Statistical analysis
This is R forté. The language is loaded with ways to create ANOVA models, regressions, and all that good statistical stuff out of data. But I alas didn’t play with it for this mini-project and thus can’t speak of it. But yeah, I totally assume that if that’s one of the things for which R shine at its brightest.
Graphs
Like data munging, R has some nice shorthands. For only one graph, the difference might not be that impressive. For example this Chart.js graph
const data = {
labels: fp.map( 'beer_name' )(beers),
datasets: [ {
label: 'rating', data: fp.map( 'rating_score', beers ),
} ],
};
const chart = new Chart( { data })
is roughly the equivalent of
beers %>% ggplot() + geom_point(aes(x=beer_name,y=rating))
But it becomes ludicrously awesome when we’re going down hog-wild territory. Like, how about splintering that rating graph per style, which each point on the graph sized by the count of checkins, and its color varying with the beer’s ibu? And with a regression line thrown in. Because why not?
beers %>% ggplot()
+ geom_point(
aes( x=beer_name, y=rating, color=ibu, size=stats.totat_count ))
+ geom_facet(~style)
+ geom_smooth(aes(x=beer_name,y=rating))
Now, try to do the same thing with Chart.js
. I’ll be waiting. It’s not that it’d be hard, mind you,
but it’d be brain-numbingly tedious and verbose.
REPL’ing and report generation
Now, this is were R shreds.
The main thing with data exploration is that you want the shortest feedback loop possible between “I wonder what a graph of this against that, minus thus observations looks like” and “Hey peeps! Take a gander at that funky relationship!“. And the R environment — either you use the cli REPL, RStudio or even the neovim interface — provides real-time munge’n’graphing in spades.
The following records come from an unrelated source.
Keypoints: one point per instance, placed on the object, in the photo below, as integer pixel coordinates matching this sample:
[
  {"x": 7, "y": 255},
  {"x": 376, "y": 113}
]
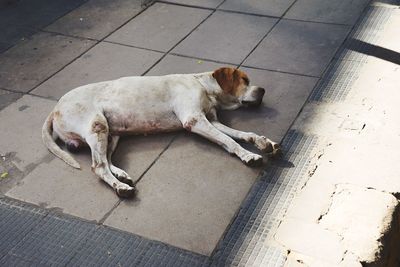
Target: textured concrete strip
[
  {"x": 96, "y": 18},
  {"x": 270, "y": 7},
  {"x": 199, "y": 3},
  {"x": 103, "y": 62},
  {"x": 150, "y": 31},
  {"x": 376, "y": 30},
  {"x": 54, "y": 241},
  {"x": 20, "y": 136},
  {"x": 298, "y": 47},
  {"x": 16, "y": 221},
  {"x": 337, "y": 81},
  {"x": 76, "y": 192},
  {"x": 238, "y": 41},
  {"x": 29, "y": 63},
  {"x": 342, "y": 12},
  {"x": 7, "y": 97},
  {"x": 355, "y": 164},
  {"x": 33, "y": 236},
  {"x": 35, "y": 14}
]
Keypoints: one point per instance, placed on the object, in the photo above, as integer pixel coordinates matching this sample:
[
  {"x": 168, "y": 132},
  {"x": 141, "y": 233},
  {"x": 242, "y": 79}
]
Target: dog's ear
[{"x": 227, "y": 79}]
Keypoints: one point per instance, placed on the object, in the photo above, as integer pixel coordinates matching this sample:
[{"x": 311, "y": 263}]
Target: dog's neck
[
  {"x": 215, "y": 92},
  {"x": 209, "y": 83}
]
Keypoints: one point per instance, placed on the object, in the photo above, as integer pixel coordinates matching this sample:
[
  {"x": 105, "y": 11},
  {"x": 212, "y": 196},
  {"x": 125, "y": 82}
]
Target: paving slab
[
  {"x": 105, "y": 61},
  {"x": 284, "y": 97},
  {"x": 225, "y": 37},
  {"x": 96, "y": 18},
  {"x": 178, "y": 196},
  {"x": 7, "y": 97},
  {"x": 36, "y": 14},
  {"x": 31, "y": 61},
  {"x": 20, "y": 136},
  {"x": 149, "y": 30},
  {"x": 57, "y": 185},
  {"x": 274, "y": 8},
  {"x": 176, "y": 64},
  {"x": 199, "y": 3},
  {"x": 298, "y": 47},
  {"x": 11, "y": 34},
  {"x": 342, "y": 12}
]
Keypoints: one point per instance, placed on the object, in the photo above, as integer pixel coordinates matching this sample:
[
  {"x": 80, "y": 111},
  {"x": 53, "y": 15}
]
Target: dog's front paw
[
  {"x": 263, "y": 144},
  {"x": 252, "y": 159},
  {"x": 121, "y": 175},
  {"x": 125, "y": 191}
]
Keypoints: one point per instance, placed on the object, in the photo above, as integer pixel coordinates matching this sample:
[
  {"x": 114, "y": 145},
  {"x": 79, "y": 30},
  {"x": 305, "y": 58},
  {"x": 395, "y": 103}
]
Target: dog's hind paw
[
  {"x": 253, "y": 160},
  {"x": 277, "y": 151},
  {"x": 125, "y": 191}
]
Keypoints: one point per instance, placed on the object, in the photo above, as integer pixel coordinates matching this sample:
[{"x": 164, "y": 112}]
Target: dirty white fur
[{"x": 97, "y": 114}]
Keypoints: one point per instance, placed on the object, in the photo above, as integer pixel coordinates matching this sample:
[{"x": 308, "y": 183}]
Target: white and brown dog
[{"x": 98, "y": 114}]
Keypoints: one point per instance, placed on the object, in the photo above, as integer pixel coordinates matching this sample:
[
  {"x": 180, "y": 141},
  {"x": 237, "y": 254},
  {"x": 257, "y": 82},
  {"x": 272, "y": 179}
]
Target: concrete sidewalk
[{"x": 190, "y": 190}]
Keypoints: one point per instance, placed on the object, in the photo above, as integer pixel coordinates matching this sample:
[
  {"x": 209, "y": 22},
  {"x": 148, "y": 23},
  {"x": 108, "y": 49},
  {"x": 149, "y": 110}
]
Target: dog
[{"x": 98, "y": 114}]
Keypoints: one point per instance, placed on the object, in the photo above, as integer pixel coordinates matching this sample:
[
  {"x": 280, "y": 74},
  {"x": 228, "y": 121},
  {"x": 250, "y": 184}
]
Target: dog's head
[{"x": 236, "y": 89}]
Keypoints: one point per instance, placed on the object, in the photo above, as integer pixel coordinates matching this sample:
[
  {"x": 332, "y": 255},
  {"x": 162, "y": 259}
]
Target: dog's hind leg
[
  {"x": 119, "y": 173},
  {"x": 261, "y": 142},
  {"x": 97, "y": 140}
]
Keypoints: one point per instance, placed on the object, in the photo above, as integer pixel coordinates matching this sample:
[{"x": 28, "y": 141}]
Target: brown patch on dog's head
[{"x": 232, "y": 81}]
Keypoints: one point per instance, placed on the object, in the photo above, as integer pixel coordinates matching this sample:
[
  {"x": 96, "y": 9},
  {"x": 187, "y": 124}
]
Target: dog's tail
[{"x": 47, "y": 130}]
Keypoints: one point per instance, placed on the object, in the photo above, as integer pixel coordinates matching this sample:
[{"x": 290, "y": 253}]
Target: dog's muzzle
[{"x": 257, "y": 95}]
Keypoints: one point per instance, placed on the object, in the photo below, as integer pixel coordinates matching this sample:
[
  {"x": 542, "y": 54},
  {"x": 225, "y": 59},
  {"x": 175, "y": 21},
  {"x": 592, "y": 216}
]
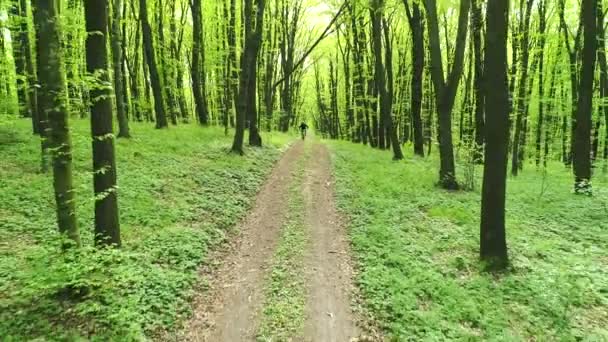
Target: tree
[
  {"x": 582, "y": 143},
  {"x": 157, "y": 89},
  {"x": 121, "y": 106},
  {"x": 247, "y": 81},
  {"x": 477, "y": 24},
  {"x": 493, "y": 244},
  {"x": 377, "y": 9},
  {"x": 416, "y": 23},
  {"x": 52, "y": 104},
  {"x": 445, "y": 91},
  {"x": 198, "y": 62},
  {"x": 107, "y": 226}
]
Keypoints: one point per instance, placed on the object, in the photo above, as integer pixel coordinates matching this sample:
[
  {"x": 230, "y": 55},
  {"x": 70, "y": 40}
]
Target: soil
[{"x": 229, "y": 310}]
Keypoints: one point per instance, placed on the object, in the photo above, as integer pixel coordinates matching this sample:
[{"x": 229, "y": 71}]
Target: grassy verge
[
  {"x": 416, "y": 248},
  {"x": 285, "y": 293},
  {"x": 180, "y": 193}
]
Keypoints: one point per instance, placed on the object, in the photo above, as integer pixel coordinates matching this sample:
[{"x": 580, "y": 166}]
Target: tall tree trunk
[
  {"x": 493, "y": 244},
  {"x": 418, "y": 55},
  {"x": 445, "y": 91},
  {"x": 198, "y": 82},
  {"x": 121, "y": 112},
  {"x": 256, "y": 42},
  {"x": 478, "y": 82},
  {"x": 253, "y": 39},
  {"x": 582, "y": 143},
  {"x": 542, "y": 10},
  {"x": 522, "y": 89},
  {"x": 107, "y": 226},
  {"x": 157, "y": 89},
  {"x": 19, "y": 38},
  {"x": 53, "y": 104}
]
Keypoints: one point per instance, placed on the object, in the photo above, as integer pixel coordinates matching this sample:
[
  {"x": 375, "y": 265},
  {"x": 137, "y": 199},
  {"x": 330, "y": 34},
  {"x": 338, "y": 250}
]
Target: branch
[{"x": 325, "y": 33}]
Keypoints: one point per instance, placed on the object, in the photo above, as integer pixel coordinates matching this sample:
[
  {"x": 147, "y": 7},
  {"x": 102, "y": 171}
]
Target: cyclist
[{"x": 303, "y": 129}]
And to grease the reporting pipeline even slickier, R code can trivially be wrapped in Markdown to generate — and trivially regenerate when the data change — eye-pleasing documents.
In summary
R is quaint and niche. It might not do anything beyond what can be done with a regular JavaScript/Perl/Python/etc program. But it’ll do it in a much more succinct, interactive way. If you want only to plot a quick graph, it’s not worth the learning overhead. But if you entertain taking a serious stroll in data jungles, then it may be a tool worth adding to your collection.